Note that DMA from vmalloc'd memory is non-coherent on some platforms,
even if you use the DMA API.

The only thing that the DMA API guarantees is that the kernel mapping
will be made coherent for DMA purposes.  No other mapping has this
guarantee.

Consider a VIVT cache (like the older ARMs).  For this cache, you need
to find every alias of a physical page and flush it.  The DMA API doesn't
have that information - it can only deal with the kernel's lowmem mapping.

We have introduced a couple of helpers recently to solve the problem of
vmalloc() (since a number of filesystems now do this trick) but the
vmalloc() user has to deal with the problem:

	flush_kernel_vmap_range()
	invalidate_kernel_vmap_range()

See the bottom of Documentation/cachetlb.txt for details.

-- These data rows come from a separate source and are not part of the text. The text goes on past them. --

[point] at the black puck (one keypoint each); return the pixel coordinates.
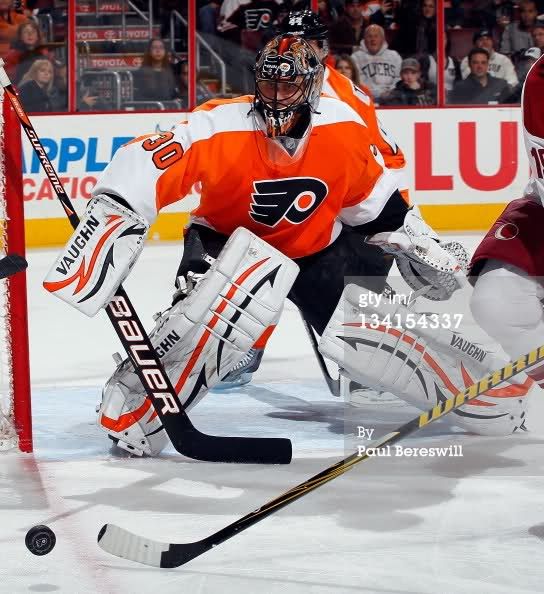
(40, 540)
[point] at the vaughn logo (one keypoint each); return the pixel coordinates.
(467, 347)
(294, 199)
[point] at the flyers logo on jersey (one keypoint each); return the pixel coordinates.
(294, 199)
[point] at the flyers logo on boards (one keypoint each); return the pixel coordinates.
(293, 199)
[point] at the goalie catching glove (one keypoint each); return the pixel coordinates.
(202, 338)
(98, 256)
(422, 260)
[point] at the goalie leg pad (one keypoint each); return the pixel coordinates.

The long and the short of it is that it's better if vmalloc()'d memory
is avoided where possible.  It's also loads better if subsystems pass
physical references to memory for IO purposes where possible like our
block layer does (iow, struct page + offset, length) rather than
using randomly mapped virtual addresses, where the driver may not
know where the memory has come from.

-- 
FTTC broadband for 0.8mile line: now at 9.7Mbps down 460kbps up... slowly
improving, and getting towards what was expected from it.